These measurements reveal the overall accuracy, precision and generalization of the model for several different diseases.

4.2 Performance Results

Table 4 summarizes the results obtained by the proposed model on the test dataset (15% of the total dataset), which includes 14 disease categories (multi-label classification):

Table 4. Overall model performance

Metric	Value
Accuracy	92.5%
Precision	0.91
Recall	0.93
F1-score	0.92
AUC-ROC	0.96
Inference time	150 ms/image

According to Table 4, the model achieved an accuracy of 92.5% and an F1-score of 0.92, indicating its good performance across each disease category. With an AUC-ROC of 0.96, the model demonstrates excellent performance in identifying positive and negative cases for medical image classification. For a more granular understanding, the performance for each of the 14 disease categories was assessed. The results are presented in Table 5.

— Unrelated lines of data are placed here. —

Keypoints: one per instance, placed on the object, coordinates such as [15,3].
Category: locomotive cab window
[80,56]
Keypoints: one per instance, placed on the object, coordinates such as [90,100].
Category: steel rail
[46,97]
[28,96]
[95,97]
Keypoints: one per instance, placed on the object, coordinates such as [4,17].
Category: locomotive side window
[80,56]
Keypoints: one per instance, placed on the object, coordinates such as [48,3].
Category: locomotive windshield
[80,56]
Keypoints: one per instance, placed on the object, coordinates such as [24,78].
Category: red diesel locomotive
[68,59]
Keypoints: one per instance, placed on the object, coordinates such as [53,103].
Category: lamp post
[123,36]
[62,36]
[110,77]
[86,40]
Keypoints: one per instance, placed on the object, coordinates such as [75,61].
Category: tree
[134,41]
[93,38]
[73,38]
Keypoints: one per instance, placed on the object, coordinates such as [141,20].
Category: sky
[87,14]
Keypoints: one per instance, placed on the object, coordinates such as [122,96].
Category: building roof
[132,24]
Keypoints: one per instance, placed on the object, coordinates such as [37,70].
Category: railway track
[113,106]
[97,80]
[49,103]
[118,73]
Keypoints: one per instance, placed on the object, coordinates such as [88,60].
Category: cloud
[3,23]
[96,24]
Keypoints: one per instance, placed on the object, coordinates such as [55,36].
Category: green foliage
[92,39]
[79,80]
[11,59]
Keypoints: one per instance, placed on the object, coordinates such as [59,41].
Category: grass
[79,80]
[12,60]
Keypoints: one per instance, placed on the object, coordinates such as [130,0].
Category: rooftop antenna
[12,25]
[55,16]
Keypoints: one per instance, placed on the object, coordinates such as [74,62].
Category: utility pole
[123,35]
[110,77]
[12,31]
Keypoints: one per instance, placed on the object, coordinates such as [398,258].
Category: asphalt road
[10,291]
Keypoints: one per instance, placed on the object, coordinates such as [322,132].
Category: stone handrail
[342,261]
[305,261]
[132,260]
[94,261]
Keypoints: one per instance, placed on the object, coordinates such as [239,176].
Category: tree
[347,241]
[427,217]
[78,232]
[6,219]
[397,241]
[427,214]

Table 5. Per-class performance

Disease	Precision	Recall	F1-score	AUC-ROC
Pneumonia	0.91	0.94	0.92	0.96
Tuberculosis	0.88	0.91	0.89	0.94
Lung cancer	0.94	0.93	0.94	0.97
Cardiomegaly	0.89	0.87	0.88	0.92
Consolidation	0.92	0.90	0.91	0.95
Atelectasis	0.87	0.88	0.87	0.91
Effusion	0.91	0.93	0.92	0.95
Infiltration	0.85	0.89	0.87	0.90
Edema	0.93	0.92	0.92	0.96
Emphysema	0.88	0.89	0.88	0.93
Fibrosis	0.92	0.90	0.91	0.94
Pleural thickening	0.86	0.87	0.86	0.90
Mass	0.90	0.92	0.91	0.95
Nodule	0.89	0.91	0.90	0.94

These per-class metrics show that the model performs particularly well in detecting conditions like lung cancer, pleural effusion, and consolidation, with AUC-ROC values exceeding 0.95 for many of the disease categories. Performance variations across diseases arise from multiple factors, including limited samples for certain categories, subtle disease manifestations, and overlapping radiographic patterns. Conditions such as infiltration and pleural thickening show lower AUC due to inherent visual similarity with other thoracic findings, reflecting challenges related to subtle radiographic characteristics and overlapping visual signatures, which naturally make these classes harder to distinguish.

4.3 Comparison with Existing Models

The performance of the proposed model was evaluated by comparing it with leading models used in medical image classification, including SVM, Random Forest (RF) and DL models like VGG16, ResNet50 and InceptionV3, all trained using the same ChestX-ray14 dataset. Table 6 summarizes the comparison.

Table 6. Comparison with existing models

Model	Accuracy	Precision	Recall	F1-score	AUC-ROC
Proposed model (CNN + ResNet + DenseNet)	92.5%	0.91	0.93	0.92	0.96
VGG16	85.3%	0.83	0.84	0.83	0.89
ResNet50	88.6%	0.85	0.86	0.85	0.91
InceptionV3	89.4%	0.87	0.88	0.87	0.92
SVM	83.2%	0.80	0.81	0.80	0.85
RF	84.1%	0.82	0.83	0.82	0.86

The results in the table demonstrate that the proposed hybrid model outperforms SVM, RF, VGG16, ResNet50, and InceptionV3. More accurate, precise, helpful, and reliable results are noted, revealing how a hybrid CNN-ResNet-DenseNet architecture, combined with XAI, works well.

4.4 Visual Results and Model Interpretability

In healthcare, the ease with which a model can be interpreted is essential, as clarifying its decisions can increase clinicians’ trust and support for the model. This section presents several visualizations from the proposed model, including precision-recall (PR) curves, receiver operating characteristic (ROC) curves, and Grad-CAM heatmaps. They allow the model’s performance to be evaluated across different disease categories and reveal the image regions that the model attends to when generating predictions.

4.4.1 PR curve

A PR curve is used to examine how the balance between precision and recall changes with varying thresholds. Because the model is built for multiple categories, a PR curve was created for each disease group it predicts. As shown in Figure 2, a PR plot is provided for the disease pneumonia as an example.

Figure 2. PR curve for pneumonia detection

4.4.2 ROC curve

Sensitivity against 1-specificity (false positive rate) can be seen on an ROC curve. It is an excellent method for judging how well the model can separate different categories. The AUC-ROC can be determined, which delivers a single number that allows us to compare the model’s results. Figure 3 shows the ROC curve for pneumonia detection.

Figure 3. ROC curve for pneumonia detection

4.4.3 Evaluation of the results with charts

In addition to the performance metrics, visual charts are provided to summarize the model’s classification accuracy and performance across different diseases. The confusion matrix (Figure 4) provides insight into how well the model classifies each disease and helps identify specific diseases where the model may be making more errors.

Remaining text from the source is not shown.